I recently listened to a BBC radio documentary on P.J. Harvey's process in writing and composing her music. She noted at one point that for initial recording she likes working with an old four-track cassette deck. Digital production comes at a later stage, as it must, but she wants to start with the analog sound. Among her reasons is her fondness for how tape hiss adds texture to the recording.
For the last few years, audiophiles have been buying so much vinyl it has become worthwhile to reopen mothballed record-pressing plants. The inherent scratchy pops and clicks produced by the stylus tracking the grooves? Desired over the icy gloss of CDs. Texture.
Digital photographers have the option of applying filters, with Photoshop or On1 or Nik or smartphone apps, that add film grain to the image. Many of these filters are intended to mimic specific film stock. What photographers are after is the added texture and dimensionality that grain imparts to a film image. We want to counteract the way digital images, especially pictures that have been over-sharpened and exhibit an unnatural flatness and razor edges.
Cartoonish flatness without texture is the hallmark of digiscene. (Starting with politics and public discourse, but that's for another day.) Digital photographs, especially when viewed on a screen. Digital cinema. The audio quality of CDs and sound files and streamed music. Ebooks and online magazines and newspapers, lacking the texture of ink on paper. Compare email to analog correspondence; no textured stationery, no envelope thickened by a letter, no misaligned stamp, no unevenness in the flow of ink.

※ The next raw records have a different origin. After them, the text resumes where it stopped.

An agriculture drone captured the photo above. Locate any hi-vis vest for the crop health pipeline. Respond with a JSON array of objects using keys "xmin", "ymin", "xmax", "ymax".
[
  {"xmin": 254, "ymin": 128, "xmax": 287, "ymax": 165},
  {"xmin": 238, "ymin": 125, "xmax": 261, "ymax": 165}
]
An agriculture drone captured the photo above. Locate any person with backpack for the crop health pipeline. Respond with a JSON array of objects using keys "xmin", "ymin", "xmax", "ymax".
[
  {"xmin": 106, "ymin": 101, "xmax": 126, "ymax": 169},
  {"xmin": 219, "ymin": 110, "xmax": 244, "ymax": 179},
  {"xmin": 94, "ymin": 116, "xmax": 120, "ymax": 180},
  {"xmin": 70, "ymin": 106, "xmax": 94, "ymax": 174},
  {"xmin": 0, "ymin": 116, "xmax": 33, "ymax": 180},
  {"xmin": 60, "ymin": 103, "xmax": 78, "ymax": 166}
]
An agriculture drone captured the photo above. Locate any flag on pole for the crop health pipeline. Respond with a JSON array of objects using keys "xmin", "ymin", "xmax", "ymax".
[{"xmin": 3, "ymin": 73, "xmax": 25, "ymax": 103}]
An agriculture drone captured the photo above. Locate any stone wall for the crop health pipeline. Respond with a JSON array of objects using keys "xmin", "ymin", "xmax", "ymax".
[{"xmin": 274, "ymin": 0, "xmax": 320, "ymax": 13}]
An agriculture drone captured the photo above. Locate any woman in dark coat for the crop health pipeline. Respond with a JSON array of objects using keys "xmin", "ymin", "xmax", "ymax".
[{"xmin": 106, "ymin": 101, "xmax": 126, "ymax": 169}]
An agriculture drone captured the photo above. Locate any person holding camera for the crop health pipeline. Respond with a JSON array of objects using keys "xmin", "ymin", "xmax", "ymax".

Friendship has been flattened to friending on Facebook (you know you're headed for trouble when a noun gets verbed), reduced to flat little thumbs-up graphics and emojis. Reader response to stories is gauged not in actual human interaction but in clicks and likes and dashed-off comments and 50-word "reviews." Short fiction, journalism, informative lists, reports, interviews, documentary work, travelogue, humor, all flattened into interchangeable "content." Bang it out, plug it in, sent it out, next.